Braving it out - but things can change fast
The UK’s largest firms are holding their nerve when it comes to the decision to hold on to staff and continue graduate recruitment
The UK’s largest firms are holding their nerve when it comes to the decision to hold on to staff and continue graduate recruitment
Figures compiled for most of the top 20 firms this week show they intend to
broadly maintain staffing levels this year.
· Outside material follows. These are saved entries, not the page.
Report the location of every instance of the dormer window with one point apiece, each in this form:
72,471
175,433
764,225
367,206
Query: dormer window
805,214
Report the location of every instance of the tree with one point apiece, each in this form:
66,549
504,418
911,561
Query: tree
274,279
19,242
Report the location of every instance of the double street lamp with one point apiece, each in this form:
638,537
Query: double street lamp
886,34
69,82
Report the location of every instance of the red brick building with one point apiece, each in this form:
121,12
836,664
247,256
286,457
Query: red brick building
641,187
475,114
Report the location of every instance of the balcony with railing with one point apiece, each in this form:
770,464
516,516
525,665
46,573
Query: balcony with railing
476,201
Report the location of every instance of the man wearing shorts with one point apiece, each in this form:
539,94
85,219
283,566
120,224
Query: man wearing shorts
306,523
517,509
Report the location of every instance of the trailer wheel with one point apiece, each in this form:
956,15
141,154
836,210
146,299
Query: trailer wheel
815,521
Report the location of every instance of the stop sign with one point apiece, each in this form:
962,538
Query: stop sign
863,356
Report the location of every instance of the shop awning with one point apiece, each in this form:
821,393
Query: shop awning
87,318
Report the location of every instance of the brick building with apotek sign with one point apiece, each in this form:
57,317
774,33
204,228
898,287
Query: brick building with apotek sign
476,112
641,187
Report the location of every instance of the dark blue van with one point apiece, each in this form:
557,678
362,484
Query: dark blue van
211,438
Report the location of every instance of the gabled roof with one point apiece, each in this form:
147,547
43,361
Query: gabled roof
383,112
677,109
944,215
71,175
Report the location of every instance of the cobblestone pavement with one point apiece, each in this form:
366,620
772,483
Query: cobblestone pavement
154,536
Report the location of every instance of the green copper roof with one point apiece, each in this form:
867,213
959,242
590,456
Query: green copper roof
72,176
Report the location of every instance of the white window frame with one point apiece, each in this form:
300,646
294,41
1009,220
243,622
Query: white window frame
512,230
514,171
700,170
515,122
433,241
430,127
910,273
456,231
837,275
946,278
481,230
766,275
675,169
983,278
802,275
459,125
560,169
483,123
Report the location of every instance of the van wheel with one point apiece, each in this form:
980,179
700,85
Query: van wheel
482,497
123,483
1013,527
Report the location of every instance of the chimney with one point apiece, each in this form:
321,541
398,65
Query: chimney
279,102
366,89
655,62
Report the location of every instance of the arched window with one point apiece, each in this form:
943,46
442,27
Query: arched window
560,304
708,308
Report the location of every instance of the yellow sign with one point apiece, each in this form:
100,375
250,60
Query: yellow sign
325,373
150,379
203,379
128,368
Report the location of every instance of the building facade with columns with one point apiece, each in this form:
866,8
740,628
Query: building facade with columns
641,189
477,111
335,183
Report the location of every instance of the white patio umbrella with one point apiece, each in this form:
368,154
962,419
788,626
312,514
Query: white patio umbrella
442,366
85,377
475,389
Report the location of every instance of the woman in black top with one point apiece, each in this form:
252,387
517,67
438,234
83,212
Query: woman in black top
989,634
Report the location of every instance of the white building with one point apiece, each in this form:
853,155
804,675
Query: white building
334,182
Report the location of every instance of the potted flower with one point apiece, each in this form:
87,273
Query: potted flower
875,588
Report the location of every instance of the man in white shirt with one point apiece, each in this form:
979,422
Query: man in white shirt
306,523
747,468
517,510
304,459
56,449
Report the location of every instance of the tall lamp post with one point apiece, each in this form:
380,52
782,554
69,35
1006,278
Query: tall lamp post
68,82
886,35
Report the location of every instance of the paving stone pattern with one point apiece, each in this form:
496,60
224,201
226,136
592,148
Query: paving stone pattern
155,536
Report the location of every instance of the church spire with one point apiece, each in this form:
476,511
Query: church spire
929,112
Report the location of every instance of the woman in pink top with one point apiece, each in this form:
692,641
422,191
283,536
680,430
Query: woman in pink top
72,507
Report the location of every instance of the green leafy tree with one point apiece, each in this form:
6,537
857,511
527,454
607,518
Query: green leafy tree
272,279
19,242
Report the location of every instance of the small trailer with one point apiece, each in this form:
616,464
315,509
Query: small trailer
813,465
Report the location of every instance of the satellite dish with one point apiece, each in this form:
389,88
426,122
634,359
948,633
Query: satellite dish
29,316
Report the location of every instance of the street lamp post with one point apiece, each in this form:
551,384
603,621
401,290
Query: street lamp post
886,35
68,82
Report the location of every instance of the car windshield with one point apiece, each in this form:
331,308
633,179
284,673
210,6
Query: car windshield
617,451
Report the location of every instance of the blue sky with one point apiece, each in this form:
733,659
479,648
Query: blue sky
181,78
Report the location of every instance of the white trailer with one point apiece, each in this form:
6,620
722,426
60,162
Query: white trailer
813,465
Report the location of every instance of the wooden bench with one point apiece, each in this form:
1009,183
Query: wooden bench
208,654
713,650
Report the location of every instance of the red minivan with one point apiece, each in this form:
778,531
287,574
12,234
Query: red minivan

Intentions toward graduate recruitment are also similar to last year. Only
KPMG has reported a material fall, 20%, in the number of graduates it expects to
take on.
What does it mean? It means the firms expect some service lines, notably
corporate recovery and forensic/fraud investigation to take up the slack for
service lines that are suffering. Grant Thornton reveals this week that its
planned redundancy programme has been reduced by redeployment.
It also means that the firms believe cuts can be managed in some other way.
KPMG’s four-day week is the most radical.
But KPMG has gone early. It was the first to make redundancies, the only one
to reveal a cut in graduates and the only firm to take such an extreme step
towards cost cutting.
That means the other firms could be watching and waiting. If the recession
deepens, if business conditions worsen, prospering service lines will be unable
to continue filling the gap and plans declared now could change.
As dramatic as last year was we remain in the early stages of a recessionary
cycle which is to a large extent unpredictable.
So, while the steady nerves among the managers at the firms are laudable, it
may be that they
are yet to be tested by the full extent of the economic crisis.
And that could mean a very different kind of response.